Just More Words
Posted by wpcomimportuser1 | Email This | Permalink | Email Author
Jake Tapper moves the ball a yard or two down the field on the controversy surrounding Barack Obama's unattributed use of Deval Patrick's words:
So....the claim that Patrick an Obama "first" discussed this last Summer does not make sense.
It should also be noted that in addition to the "Yes We Can" slogan that Obama used in 2004, Patrick used in 2006, and Obama uses today, other language from the two clients of political guru David Axelrod has come from both men's mouths.
To wit:
Patrick in June 2006, at the Massachusetts Democratic party convention: "I am not asking anybody to take a chance on me. I am asking you to take a chance on your own aspirations."

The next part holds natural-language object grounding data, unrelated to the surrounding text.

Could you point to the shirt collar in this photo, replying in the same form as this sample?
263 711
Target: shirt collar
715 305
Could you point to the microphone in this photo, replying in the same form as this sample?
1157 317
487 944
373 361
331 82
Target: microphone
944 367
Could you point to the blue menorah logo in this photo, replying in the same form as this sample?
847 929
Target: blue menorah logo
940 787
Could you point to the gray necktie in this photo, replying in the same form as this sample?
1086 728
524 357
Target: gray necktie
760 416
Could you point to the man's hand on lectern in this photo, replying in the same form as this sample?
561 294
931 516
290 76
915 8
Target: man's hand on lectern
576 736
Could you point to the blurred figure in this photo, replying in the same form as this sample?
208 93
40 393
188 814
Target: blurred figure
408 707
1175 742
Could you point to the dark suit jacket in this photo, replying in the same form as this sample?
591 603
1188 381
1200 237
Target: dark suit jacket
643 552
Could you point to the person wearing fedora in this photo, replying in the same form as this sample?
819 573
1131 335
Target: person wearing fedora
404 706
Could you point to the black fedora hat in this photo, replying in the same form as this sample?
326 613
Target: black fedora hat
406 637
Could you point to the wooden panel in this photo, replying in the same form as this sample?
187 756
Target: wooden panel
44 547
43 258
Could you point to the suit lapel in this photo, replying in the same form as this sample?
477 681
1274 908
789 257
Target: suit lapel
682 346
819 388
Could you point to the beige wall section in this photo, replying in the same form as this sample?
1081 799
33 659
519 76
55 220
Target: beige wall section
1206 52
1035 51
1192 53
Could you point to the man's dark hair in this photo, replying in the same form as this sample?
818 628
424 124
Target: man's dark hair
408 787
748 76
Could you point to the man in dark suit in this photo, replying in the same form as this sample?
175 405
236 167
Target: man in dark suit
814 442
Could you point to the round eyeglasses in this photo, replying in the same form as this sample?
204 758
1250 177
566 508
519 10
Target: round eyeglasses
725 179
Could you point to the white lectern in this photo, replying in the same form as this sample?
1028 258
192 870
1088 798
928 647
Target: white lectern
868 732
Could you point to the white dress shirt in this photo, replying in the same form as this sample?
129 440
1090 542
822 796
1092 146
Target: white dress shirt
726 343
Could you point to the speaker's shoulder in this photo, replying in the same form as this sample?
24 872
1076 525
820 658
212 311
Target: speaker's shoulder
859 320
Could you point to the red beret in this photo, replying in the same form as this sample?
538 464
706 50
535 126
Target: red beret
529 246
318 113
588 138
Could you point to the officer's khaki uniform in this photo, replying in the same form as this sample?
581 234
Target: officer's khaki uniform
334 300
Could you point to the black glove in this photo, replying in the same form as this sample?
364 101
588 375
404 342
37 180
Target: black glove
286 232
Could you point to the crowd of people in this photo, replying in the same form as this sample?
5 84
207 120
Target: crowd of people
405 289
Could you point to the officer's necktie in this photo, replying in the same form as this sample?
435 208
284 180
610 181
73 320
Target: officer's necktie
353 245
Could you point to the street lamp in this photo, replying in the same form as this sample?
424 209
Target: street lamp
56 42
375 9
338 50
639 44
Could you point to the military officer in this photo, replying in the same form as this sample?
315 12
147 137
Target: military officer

Obama one year later, as quoted in USA Today: "I am not asking anyone to take a chance on me. I am asking you to take a chance on your own aspirations."
Just words?
I know a lot of people think the Clinton campaign's accusations of plagiarism are much ado about nothing. I happen to agree with Byron York, who wrote yesterday:
I think the plagiarism charge against Obama has some merit. Is it OK to lift material from someone else and then, when it is noticed, explain it by saying that there's no problem, that the guy who wrote this said I could use it? Yes, the Clinton team is looking for anything it can grasp these days, but just because they want to use it politically doesn't mean that it is nothing.
Maybe part of the reason I feel the charge rings true is because I was in the room listening to Obama's speech on Saturday night in Milwaukee. And that section of his speech was so good that I singled out those exact words from his text because they offered such an effective demolition of Hillary Clinton's argument, delivered just minutes earlier in the same hall.
I certainly wasn't aware until later that Obama was using a formulation constructed by someone else as his weapon of choice against Clinton.
Turn the example in on itself: Would it matter if a day or two after Martin Luther King Jr. gave his famous speech on the Washington Mall we learned that he had lifted the phrase "I have a dream" off of a friend who had used it publicly two years earlier? While it wouldn't change the merit of his argument, I think it would take away from its authenticity.
And so in that sense, I think the charge against Obama does have some merit and does matter, though I recognize others see it differently.